Joseph Levy

After graduate studies in physics at the university of Paris 6, J. Levy did his military service at the Centre of Nuclear Studies of Fontenay aux roses where he has been in charge of a work dedicated to electron spin resonance. He then continued his studies at the University of Paris – obtaining a diploma of in-depth study of theoretical physics. Pursuing research at the Centre de mecanique ondulatoire appliqué (CNRS) he earned a Ph.D in physics entitled Interaction spin reseau et tenseur spectroscopique de l'électron, with honours. Meanwhile he trained as a radioisotopist and earned a degree awarded by the National Institute of Nuclear Science and Technology of Saclay. Following the work undertaken he has published several articles in peer reviewed journals.Although his previous work dealt with different issues more related to quantum physics, he has long been interested by the theory of relativity from a critical point of view. Since 1990 he has attended numerous international conferences devoted to this topic, including Physical interpretations of relativity theory (PIRT) sponsored by the British society for the philosophy of science and has given several lectures.

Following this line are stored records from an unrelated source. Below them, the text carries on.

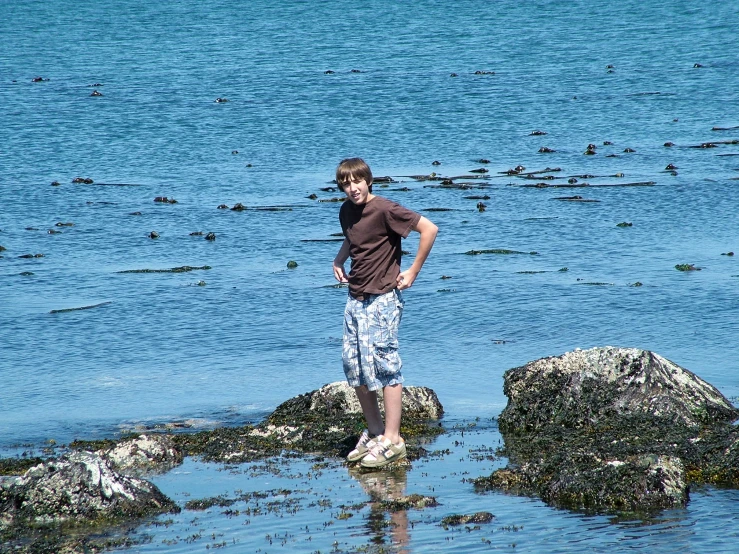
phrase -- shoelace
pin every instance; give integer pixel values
(379, 449)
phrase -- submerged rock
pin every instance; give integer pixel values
(328, 421)
(613, 429)
(79, 487)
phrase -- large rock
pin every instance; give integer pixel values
(327, 420)
(143, 454)
(613, 429)
(584, 387)
(78, 487)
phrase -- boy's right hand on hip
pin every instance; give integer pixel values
(340, 274)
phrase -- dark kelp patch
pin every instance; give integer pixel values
(181, 269)
(497, 251)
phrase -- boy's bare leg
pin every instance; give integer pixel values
(371, 410)
(393, 409)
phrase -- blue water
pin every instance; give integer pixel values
(161, 348)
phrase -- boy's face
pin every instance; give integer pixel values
(357, 190)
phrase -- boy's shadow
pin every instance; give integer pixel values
(385, 489)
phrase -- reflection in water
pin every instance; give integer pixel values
(385, 489)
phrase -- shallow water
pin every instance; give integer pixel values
(162, 349)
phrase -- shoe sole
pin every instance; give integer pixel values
(358, 457)
(383, 463)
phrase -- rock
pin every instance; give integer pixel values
(635, 484)
(583, 387)
(465, 519)
(143, 454)
(79, 487)
(328, 420)
(613, 429)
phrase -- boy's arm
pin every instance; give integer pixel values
(339, 261)
(428, 235)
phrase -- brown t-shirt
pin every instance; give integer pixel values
(374, 231)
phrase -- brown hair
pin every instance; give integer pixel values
(353, 169)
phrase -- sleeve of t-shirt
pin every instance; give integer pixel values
(401, 220)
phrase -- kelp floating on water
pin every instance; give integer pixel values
(64, 310)
(182, 269)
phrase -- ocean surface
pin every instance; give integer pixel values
(471, 85)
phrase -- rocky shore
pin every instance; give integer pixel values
(613, 429)
(601, 430)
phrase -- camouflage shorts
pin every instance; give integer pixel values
(370, 352)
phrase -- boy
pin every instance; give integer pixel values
(373, 227)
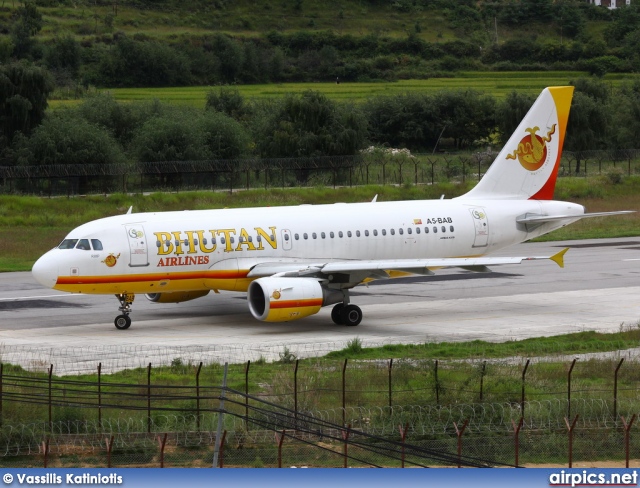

He has since published 3 books and numerous articles in the proceedings of the conferences and in peer reviewed journals and he wrote chapters for two collective books. He was also a member of the editorial board of congress Geometrisation of physics held in Kazan state University Russia.J. Levy is convinced that, contrary to what is generally believed, the experiment in physics does not give an exact description of reality and must be reinterpreted, and this even if it is made with the maximum accuracy. Rods and clocks as well as masses in a state of absolute motion are modified and therefore the measurement of physical data concerning them is altered and depends on the absolute speed of the frame where it is made. A part of his work consists in determining the real values of the physical data behind the apparent ones. The divergences between physicists often arise more or less consciously from the credit which they give to the result of the experiments prior to any interpretation.J. Levy is now in charge as co-Editor and author of a scientific program entitled Ether space-time and cosmology, which will result in the publication of several volumes.